Im Februar diesen Jahres fehlte Josef Wollensak beim jährlichen Kongress der DGII (Deutsche Gesellschaft für Intraokulare Linsenimplantation und Refraktive Chirurgie).

Dies war ungewöhnlich, denn auch nach seiner Emeritierung am 31. März 1996 war er immer präsent gewesen, rege, interessiert, engagiert und vor allen Dingen ein kritischer Diskutant!

Am 8.5.02 - zwei Monate nach seinem 74. Geburtstag - ist er nach kurzer schwerer Krankheit verstorben.

Josef Wollensak wirkte 27 Jahre in der Berliner Ophthalmologie, zunächst am Universitätsklinikum Westend der Freien Universität Berlin, dann von 1992 bis 1996 an dem neuen Klinikum Rudolf Virchow. Aus seiner Schule gingen ca. 80 Ärzte, darunter 6 Hochschullehrer hervor. Sein wissenschaftliches Werk umfasst über 200 Publikationen, mehrere Bücher und zahlreiche Buchbeiträge. Er war Präsident der Ophthalmologischen Gesellschaft, Gründungsmitglied der DGII sowie der Berliner Wissenschaftlichen Gesellschaft und Träger des Bundesverdienstkreuzes 1. Klasse.

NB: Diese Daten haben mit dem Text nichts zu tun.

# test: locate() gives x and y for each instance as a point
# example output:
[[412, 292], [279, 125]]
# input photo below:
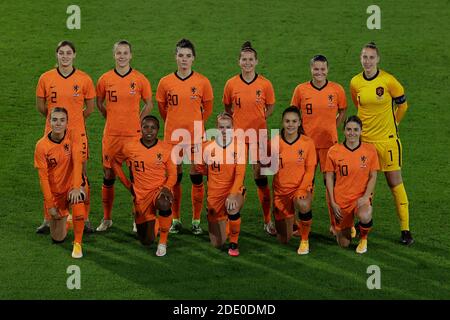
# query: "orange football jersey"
[[249, 101], [59, 165], [184, 99], [226, 168], [150, 167], [68, 92], [296, 165], [123, 95], [319, 108], [352, 169]]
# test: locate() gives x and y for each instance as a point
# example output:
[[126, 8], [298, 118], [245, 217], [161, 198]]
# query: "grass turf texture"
[[413, 47]]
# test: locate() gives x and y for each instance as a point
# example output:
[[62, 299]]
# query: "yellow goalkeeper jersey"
[[376, 99]]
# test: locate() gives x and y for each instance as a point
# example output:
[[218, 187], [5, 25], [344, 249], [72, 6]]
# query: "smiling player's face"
[[291, 123], [352, 132], [319, 71], [122, 56], [65, 57], [149, 130], [248, 62]]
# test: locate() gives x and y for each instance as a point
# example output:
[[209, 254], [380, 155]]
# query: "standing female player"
[[296, 160], [250, 98], [74, 90], [381, 104], [119, 93], [224, 165], [152, 177], [185, 101], [323, 105], [351, 175], [58, 159]]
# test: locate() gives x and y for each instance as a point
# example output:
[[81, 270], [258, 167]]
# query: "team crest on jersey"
[[66, 148], [330, 100], [363, 163], [75, 90], [380, 91], [194, 93], [132, 87]]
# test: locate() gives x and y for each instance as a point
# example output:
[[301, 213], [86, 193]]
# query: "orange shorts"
[[145, 209], [216, 207], [112, 147], [322, 157], [283, 205], [348, 212]]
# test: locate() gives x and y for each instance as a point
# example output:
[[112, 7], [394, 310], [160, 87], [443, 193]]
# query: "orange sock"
[[47, 216], [235, 228], [107, 199], [330, 212], [176, 205], [156, 227], [364, 229], [78, 212], [87, 202], [197, 193], [264, 199], [164, 226], [304, 226]]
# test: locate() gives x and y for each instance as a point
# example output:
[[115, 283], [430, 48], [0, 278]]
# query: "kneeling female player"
[[295, 155], [351, 174], [58, 158], [224, 164], [153, 175]]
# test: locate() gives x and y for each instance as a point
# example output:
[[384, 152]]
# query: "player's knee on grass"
[[165, 213], [257, 171], [284, 229], [393, 178], [146, 232], [305, 216], [58, 230], [163, 204], [108, 174], [240, 204], [217, 233], [234, 216], [303, 205], [261, 182], [108, 182], [196, 179], [365, 214], [344, 238]]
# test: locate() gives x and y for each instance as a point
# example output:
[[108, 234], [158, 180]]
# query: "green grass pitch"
[[414, 43]]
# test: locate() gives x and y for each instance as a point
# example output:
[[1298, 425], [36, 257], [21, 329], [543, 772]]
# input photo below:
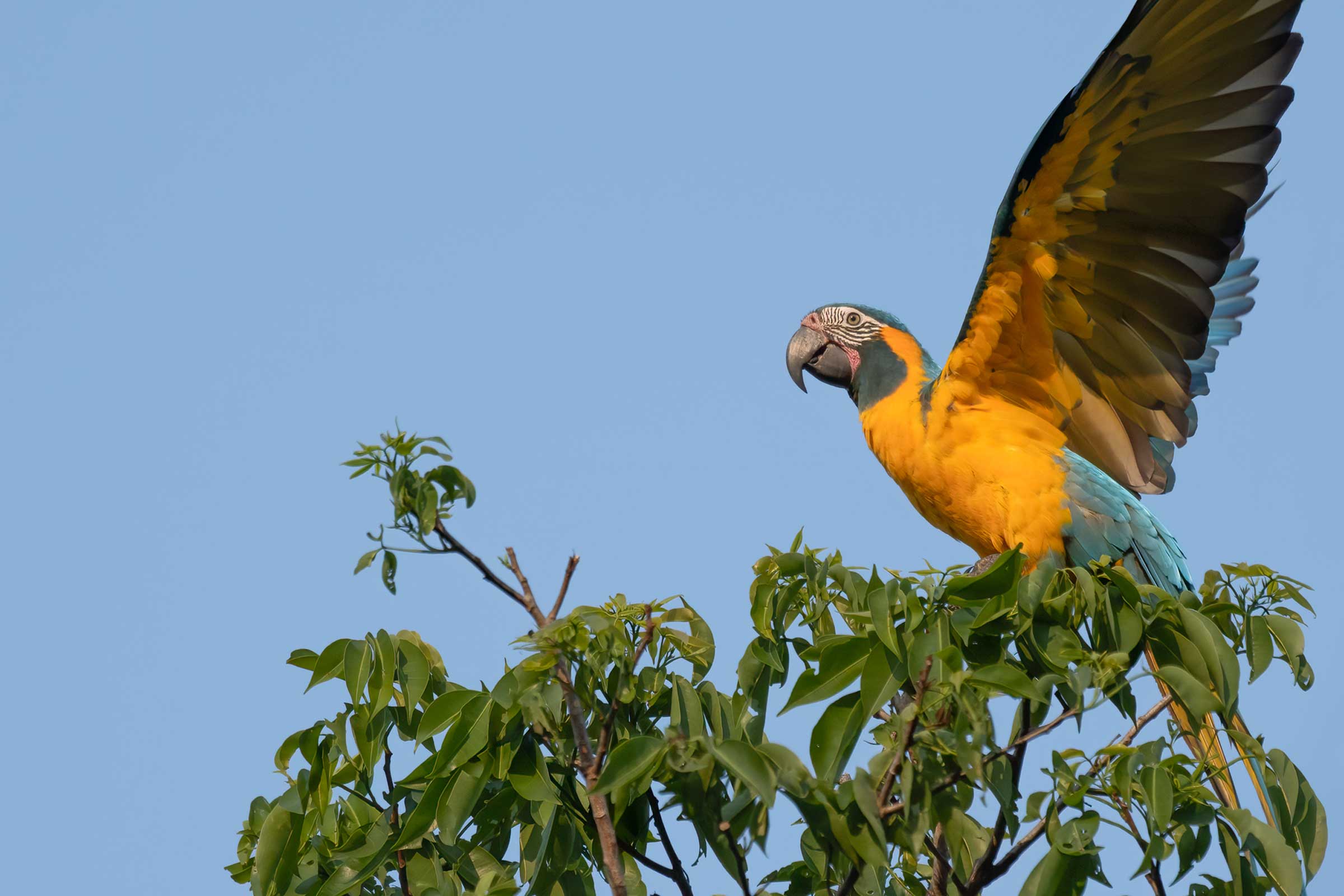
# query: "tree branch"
[[683, 881], [565, 587], [941, 867], [1155, 874], [604, 740], [397, 821], [368, 800], [962, 773], [488, 574], [984, 863], [629, 850], [597, 802], [889, 780], [737, 855], [1099, 763]]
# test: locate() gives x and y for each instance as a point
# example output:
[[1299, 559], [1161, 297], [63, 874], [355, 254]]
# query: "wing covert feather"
[[1096, 302]]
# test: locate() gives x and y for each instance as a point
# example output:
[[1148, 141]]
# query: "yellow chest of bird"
[[982, 469]]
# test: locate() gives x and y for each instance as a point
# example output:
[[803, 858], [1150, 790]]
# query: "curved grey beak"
[[810, 349]]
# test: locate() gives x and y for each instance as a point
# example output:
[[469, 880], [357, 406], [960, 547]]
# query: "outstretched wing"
[[1096, 301]]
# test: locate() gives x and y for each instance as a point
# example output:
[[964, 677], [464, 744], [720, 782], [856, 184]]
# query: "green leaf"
[[412, 671], [1260, 647], [468, 735], [884, 673], [1158, 785], [348, 876], [842, 661], [835, 736], [882, 605], [1010, 680], [999, 578], [687, 711], [745, 763], [277, 852], [365, 561], [385, 669], [330, 662], [1268, 846], [1217, 654], [459, 801], [306, 660], [629, 760], [1288, 634], [1058, 875], [1198, 698], [530, 777], [427, 508], [790, 770], [441, 712], [360, 665], [1305, 810], [421, 819]]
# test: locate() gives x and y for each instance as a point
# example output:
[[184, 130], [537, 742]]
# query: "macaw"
[[1114, 273]]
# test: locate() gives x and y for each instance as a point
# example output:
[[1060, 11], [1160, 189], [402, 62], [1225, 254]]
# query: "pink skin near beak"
[[814, 323]]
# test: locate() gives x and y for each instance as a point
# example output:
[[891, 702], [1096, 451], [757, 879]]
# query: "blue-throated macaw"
[[1114, 272]]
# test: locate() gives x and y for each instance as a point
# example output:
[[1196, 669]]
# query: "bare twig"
[[683, 881], [1155, 872], [488, 574], [962, 773], [941, 867], [368, 800], [565, 587], [890, 778], [604, 740], [522, 580], [597, 802], [629, 850], [397, 821], [737, 855], [996, 871]]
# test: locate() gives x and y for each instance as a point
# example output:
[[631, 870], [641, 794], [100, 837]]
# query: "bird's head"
[[838, 344]]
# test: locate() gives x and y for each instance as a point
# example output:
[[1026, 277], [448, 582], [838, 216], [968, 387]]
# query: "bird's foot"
[[983, 564]]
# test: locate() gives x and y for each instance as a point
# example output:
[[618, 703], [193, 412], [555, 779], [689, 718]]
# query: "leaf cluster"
[[911, 786]]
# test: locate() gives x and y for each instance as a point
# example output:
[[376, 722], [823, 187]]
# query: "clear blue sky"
[[575, 240]]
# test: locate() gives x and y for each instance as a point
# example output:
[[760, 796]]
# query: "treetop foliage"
[[608, 730]]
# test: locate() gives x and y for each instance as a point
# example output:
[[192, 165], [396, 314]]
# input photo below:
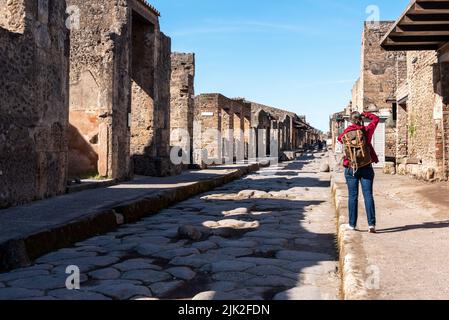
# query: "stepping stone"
[[223, 286], [105, 274], [163, 289], [271, 281], [122, 291], [148, 249], [213, 296], [205, 245], [170, 254], [302, 293], [264, 261], [237, 243], [268, 270], [6, 277], [234, 252], [47, 282], [147, 276], [64, 294], [232, 276], [229, 266], [136, 264], [19, 293], [58, 256], [182, 273], [303, 256]]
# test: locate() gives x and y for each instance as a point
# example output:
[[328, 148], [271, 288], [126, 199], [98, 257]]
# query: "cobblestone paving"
[[267, 236]]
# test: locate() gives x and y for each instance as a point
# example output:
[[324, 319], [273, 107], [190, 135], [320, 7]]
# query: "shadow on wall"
[[83, 159]]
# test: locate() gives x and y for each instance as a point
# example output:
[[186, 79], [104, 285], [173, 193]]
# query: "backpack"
[[357, 149]]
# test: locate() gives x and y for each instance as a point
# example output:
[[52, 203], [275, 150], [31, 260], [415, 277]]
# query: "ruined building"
[[377, 85], [246, 130], [34, 100], [219, 133], [182, 96], [119, 90], [422, 96]]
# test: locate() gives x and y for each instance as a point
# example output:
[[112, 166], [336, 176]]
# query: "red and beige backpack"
[[357, 149]]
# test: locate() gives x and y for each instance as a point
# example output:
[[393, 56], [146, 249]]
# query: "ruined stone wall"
[[100, 89], [34, 100], [182, 98], [379, 79], [208, 122], [423, 115], [150, 109], [443, 142]]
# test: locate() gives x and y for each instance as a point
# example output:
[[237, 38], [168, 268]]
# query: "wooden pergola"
[[423, 26]]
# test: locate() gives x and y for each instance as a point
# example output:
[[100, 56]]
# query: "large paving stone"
[[170, 254], [149, 249], [323, 267], [238, 224], [267, 270], [303, 256], [223, 286], [58, 256], [229, 266], [146, 240], [163, 289], [47, 282], [234, 252], [122, 291], [270, 234], [271, 281], [182, 273], [232, 276], [64, 294], [199, 260], [213, 296], [89, 263], [204, 245], [147, 276], [237, 244], [136, 264], [302, 293], [263, 261], [237, 212], [105, 274], [19, 293], [6, 277]]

Josef Wollensak wurde am 8.3.1928 in Tettnang/Württemberg geboren. Nach dem Kriegsabitur im Jahre 1945 studierte er zuerst Naturwissenschaften, dann Medizin in Tübingen. Für die damalige Zeit äußerst ungewöhnlich und zugleich ein Zeichen seiner Offenheit und Dynamik war, dass er ein Jahr seines Medizinstudiums in Montpellier und Paris verbrachte. 1953 erfolgte die Bestallung zum Arzt und die Promotion zum Doktor der Medizin mit dem Thema „Merkmale der Süchtigkeit im Rorschach- und Wartegg-Test”. Es folgten drei Jahre Tätigkeit in der Inneren Medizin und zwei Jahre am Max-Planck-Institut für Virusforschung bei Herrn Prof. Schäfer, in denen er wissenschaftliche Erfahrungen in der Virologie sammeln konnte. Aus diesem Holz, nämlich mit dem Fundus des experimentellen Arbeitens, sind exzellente Kliniker geschnitzt, da das experimentelle wissenschaftliche Arbeiten wesentliches Rüstzeug für ein differenziertes klinisches Denken liefert. Wollensak war dann immer an der Grundlagenforschung interessiert und bearbeitete damals biochemische Probleme der Hornhaut, speziell zur Entstehung des Keratokonus. In diesem Zusammenhang bestand intensiver Kontakt zum Biochemischen Institut der Universität Münster (Prof. Buddecke) und wenn es notwendig war, eine entnommene Hornhaut schnellstens zu untersuchen, nutzte er diese Gelegenheit, um persönlich nach Münster zu „rasen”.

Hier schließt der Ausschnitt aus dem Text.